A podcast interview with former teacher John Lee, opens with this question: “Did you consider yourself a spy?”

Without missing a beat, Lee responds: “Technically, probably. But no, I didn’t.”

Air Force veteran John Lee, in front of the Air Force Honor Guard Memorial in Washington

John Lee spent more than 30 years as a teacher and administrator — with the bulk of those years at Our Lady of the Wayside in Arlington Heights and later St. Anne School in Barrington — and yet he never mentioned his highly classified role as a Russian interpreter during the Cold War.

“No one ever asked and I wasn’t going to bring it up,” Lee says with a laugh. “And besides, I was not a hero.”

True to his humble self, Lee describes the veterans who fought on the front lines in World War II as the real heroes, as well as those who fought in the jungles of Viet Nam and in the deserts of Afghanistan.
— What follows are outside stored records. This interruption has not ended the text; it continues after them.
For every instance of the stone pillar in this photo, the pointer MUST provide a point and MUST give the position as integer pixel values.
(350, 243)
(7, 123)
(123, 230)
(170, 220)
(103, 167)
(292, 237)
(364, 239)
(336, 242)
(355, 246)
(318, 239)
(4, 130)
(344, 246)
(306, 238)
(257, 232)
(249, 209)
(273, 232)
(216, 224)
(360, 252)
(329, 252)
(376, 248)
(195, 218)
Yet his role as a Russian interpreter, stationed in Southwest Germany listening to Russian fighter pilots in East Germany, is drawing a growing audience.

Lee was invited to share his story in a podcast with Paul Meincke, the veteran news broadcaster who spent 30 years at ABC 7, and now serves on the board of Honor Flight Chicago. It was back in 2019, that Lee accepted an invitation to board one of the Honor Flights to Washington DC, for a series of tributes and visits to famous memorials, all meant to honor, thank and inspire.

John Lee at Our Lady of the Wayside School, where he started in 1967

In the podcast, Lee described enlisting in the Air Force in 1955, after his first year of college. He chose Air Force and its four-year service requirement, as a chance to see the world. Little did he know that most of that world would be confined to a secret telecommunication van, lined with banks of radios, near Kassel, Germany.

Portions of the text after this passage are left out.